Subject Bucketing: Teaching a Diffusion Model New Prompt Languages Without Forgetting

Community Article
Published June 25, 2026

How we curated an 83K-image, JSON-captioned super-dataset into semantic subject buckets to finetune a 2B anime diffusion transformer — what worked, what didn't, the technical wall we hit inside diffusion-pipe, and a cleaner dataset architecture built on huggingface_hub that would make most of those walls disappear.

This article is about one idea taken seriously: subject bucketing. Everything else — the trainer, the cache, the captions — is downstream of getting the dataset's organization right. Diffusion finetuning lives or dies on how the data is grouped, weighted, and presented; the model architecture is almost a footnote by comparison.


1. The problem subject bucketing solves

When you finetune a text-to-image diffusion model on a large, heterogeneous dataset, the naive approach — "point the trainer at a folder of images and let it shuffle" — fails in three predictable ways:

  1. Frequency bias. A dataset is never balanced. If 30% of images are 1girl portraits and 0.1% are lighthouse, uniform sampling teaches the model that the world is mostly portraits and barely knows what a lighthouse is. The long tail is effectively invisible.
  2. Over-correction. The obvious fix — repeat rare concepts until every concept is "equally seen" — swings the other way: a 5-image concept repeated 50×/epoch is memorized, not learned. You trade frequency bias for overfitting on exactly the concepts you cared about preserving.
  3. Broken associations. If you globally shuffle a structured dataset, the model learns co-occurrence statistics across the whole corpus rather than which attribute belongs to which subject. A caption that says {"subjects":[{"name":"woman","attributes":["red dress"]}]} only teaches "woman → red dress" if the woman and the red dress are presented together, consistently — not smeared across a shuffle with ten thousand unrelated captions.

Subject bucketing is the answer to all three at once. Group images by their dominant subject, weight each group so neither the head nor the tail dominates, and keep semantically-distinct groups separate so the model learns clean subject↔attribute bindings. The bucket is the unit of curation; everything else is bookkeeping.


2. The target dataset

We finetune CircleStone Labs Anima — a 2B-parameter anime text-to-image diffusion transformer whose backbone is NVIDIA Cosmos-Predict2-2B, paired with a Qwen-3 0.6B text encoder and the Qwen-Image VAE. Anima is the only lineage in this family with first-class trainer support, and it is tag-order sensitive and knowledge-dense — which raises the stakes on data organization considerably.

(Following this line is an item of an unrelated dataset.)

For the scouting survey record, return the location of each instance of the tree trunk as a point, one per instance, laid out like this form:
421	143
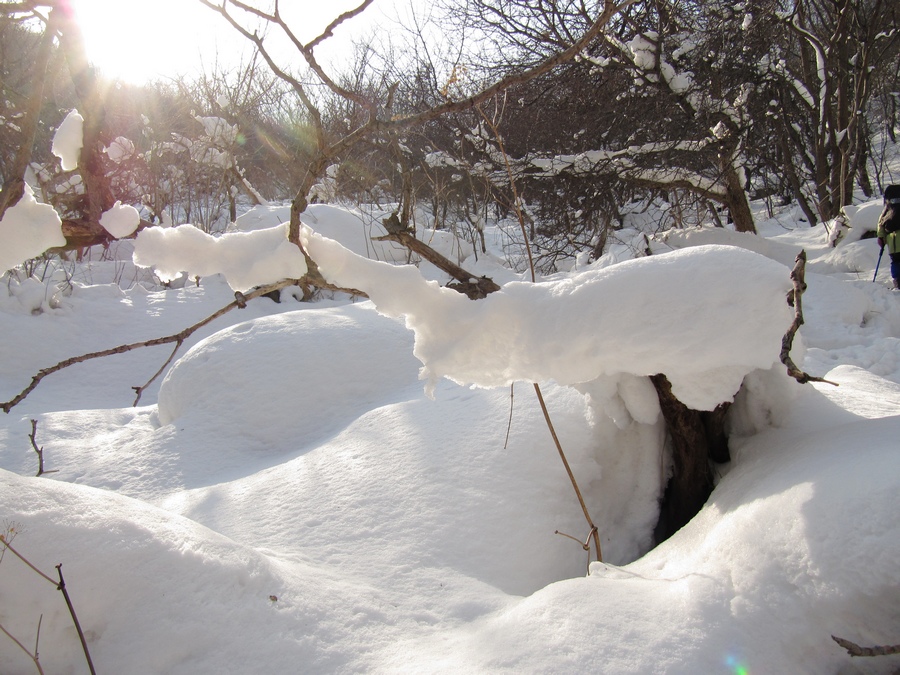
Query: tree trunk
692	479
736	200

The data is AbstractPhil/diffusion-pretrain-set-ft1, config qwen_90k (≈ 83K high-resolution rows, a uniform 17-column schema). The defining feature is its captions. Each row carries task_1 JSON captions, e.g.:

{"subjects": [{"name": "woman", "attributes": ["blonde hair", "red dress"]}],
 "actions": ["walking"], "setting": "city street at night"}

There are two structured caption columns — caption_vlm_json (plain-English VLM descriptions) and caption_animetimm_json (Danbooru-style booru tags) — plus a natural-language captions_source_json. The dataset's own documentation is explicit: train the JSON verbatim, and do not learn subject association through a cross-subject shuffle. That single instruction is what makes generic "folder of images + a caption" pipelines wrong for this dataset, and what makes subject bucketing the methodology rather than a nice-to-have.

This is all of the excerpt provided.